Law is the medium through which political decisions are promulgated and implemented and through which private obligations are established and enforced. It can take the form of explicit statutes, regulations, and contracts or it can arise implicitly from the Common Law tradition of past judicial and regulatory enforcement opinions in law and equity. It can be substantively related to issues at hand or procedurally based in the rules of the legal system. This procedural dimension governs:

  • Standing: Who has the right to litigate.

  • Venue: Which tribunal will decide a matter.

  • Choice of Laws: Which jurisdiction’s law will be used.

  • Motion Practice: What requests to make by what deadlines at various stages in a dispute.

  • Rules of Evidence: What proof can be offered.

  • Published Tribunal Specific Practice Rules: How parties must conduct themselves.

  • Unpublished Tribunal Specific Practice Norms: Informal rules and patterns of behavior.
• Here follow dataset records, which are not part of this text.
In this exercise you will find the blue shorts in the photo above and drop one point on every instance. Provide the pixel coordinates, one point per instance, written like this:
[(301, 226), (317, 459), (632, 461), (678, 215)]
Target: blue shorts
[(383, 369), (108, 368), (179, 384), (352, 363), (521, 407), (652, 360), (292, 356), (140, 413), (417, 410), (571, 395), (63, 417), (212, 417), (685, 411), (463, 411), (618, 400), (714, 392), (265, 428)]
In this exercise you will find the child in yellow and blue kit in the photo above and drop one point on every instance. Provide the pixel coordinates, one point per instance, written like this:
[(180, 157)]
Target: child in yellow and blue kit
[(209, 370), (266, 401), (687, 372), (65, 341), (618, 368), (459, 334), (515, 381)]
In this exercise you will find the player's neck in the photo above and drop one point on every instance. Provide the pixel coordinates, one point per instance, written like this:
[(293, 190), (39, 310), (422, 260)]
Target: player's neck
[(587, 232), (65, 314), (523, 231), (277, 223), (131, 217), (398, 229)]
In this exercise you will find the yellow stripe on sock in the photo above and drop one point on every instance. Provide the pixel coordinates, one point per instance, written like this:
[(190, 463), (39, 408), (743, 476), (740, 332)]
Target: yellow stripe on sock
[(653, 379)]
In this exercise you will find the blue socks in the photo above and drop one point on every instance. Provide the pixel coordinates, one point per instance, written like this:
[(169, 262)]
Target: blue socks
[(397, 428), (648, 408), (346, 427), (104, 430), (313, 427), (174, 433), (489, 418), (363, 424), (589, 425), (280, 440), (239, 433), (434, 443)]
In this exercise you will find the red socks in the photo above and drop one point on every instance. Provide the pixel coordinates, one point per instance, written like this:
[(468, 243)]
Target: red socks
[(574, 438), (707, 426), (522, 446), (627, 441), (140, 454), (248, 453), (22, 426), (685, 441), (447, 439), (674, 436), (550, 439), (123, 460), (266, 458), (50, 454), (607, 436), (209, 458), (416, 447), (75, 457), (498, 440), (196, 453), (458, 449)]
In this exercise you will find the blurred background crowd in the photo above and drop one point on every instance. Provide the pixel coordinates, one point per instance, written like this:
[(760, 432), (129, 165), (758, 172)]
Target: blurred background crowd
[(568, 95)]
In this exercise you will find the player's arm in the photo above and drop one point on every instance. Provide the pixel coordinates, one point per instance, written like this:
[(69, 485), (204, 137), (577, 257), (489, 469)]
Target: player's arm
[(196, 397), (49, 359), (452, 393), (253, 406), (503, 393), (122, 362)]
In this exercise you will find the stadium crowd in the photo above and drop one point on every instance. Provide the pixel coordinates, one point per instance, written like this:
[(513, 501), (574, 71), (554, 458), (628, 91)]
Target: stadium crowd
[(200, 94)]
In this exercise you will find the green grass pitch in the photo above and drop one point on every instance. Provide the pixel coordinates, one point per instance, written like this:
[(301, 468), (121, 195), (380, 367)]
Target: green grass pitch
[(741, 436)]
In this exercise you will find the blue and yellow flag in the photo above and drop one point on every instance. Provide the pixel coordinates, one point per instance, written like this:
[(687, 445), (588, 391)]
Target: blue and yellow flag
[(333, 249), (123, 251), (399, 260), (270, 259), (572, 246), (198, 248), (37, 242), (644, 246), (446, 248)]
Cases often encompass several areas of substantive law raising numerous procedural issues. We speak of tribunal rather than court and adjudicator rather than judge, as many matters are resolved through administrative proceedings under executive branch agencies and commissions, negotiation and settlement, and Alternative Dispute Resolution (ADR) mechanisms like mediation & arbitration outside of the court system.

Formal litigation need not resolve all of the issues “at bar” in a given case if its outcome can be determined without addressing them. If multiple judges hear a case, each is free to issue his or her own opinion—either concurring with the majority on its result under a different interpretation of law, or dissenting to argue against the majority position in the hope that it might be judicially or legislatively overturned. This can occur on an issue-by-issue basis, thus reducing or increasing the precedential value of the majority decision on each point. Portions of opinions going beyond purely legal arguments to stake out Public Policy positions or to suggest how cases ought to be argued before and decided by future courts are called dicta.

While published laws, rules, and options are in-principle intended to offer guidance to ordinary lay people, their use of language assumes readers are familiar with the legal interpretations of terms of art and with legal principles expressed by allusion to famous cases. Thus, the correct interpretation of legal language depends on mastery of its historical context, coupled with the skill set to track down unfamiliar references and to read between the lines (This last facet comes into play in recognizing those hopefully rare instances influenced by extra-legal considerations in which a judicial or regulatory opinion does not reflect the actual decision-making process through which it was reached).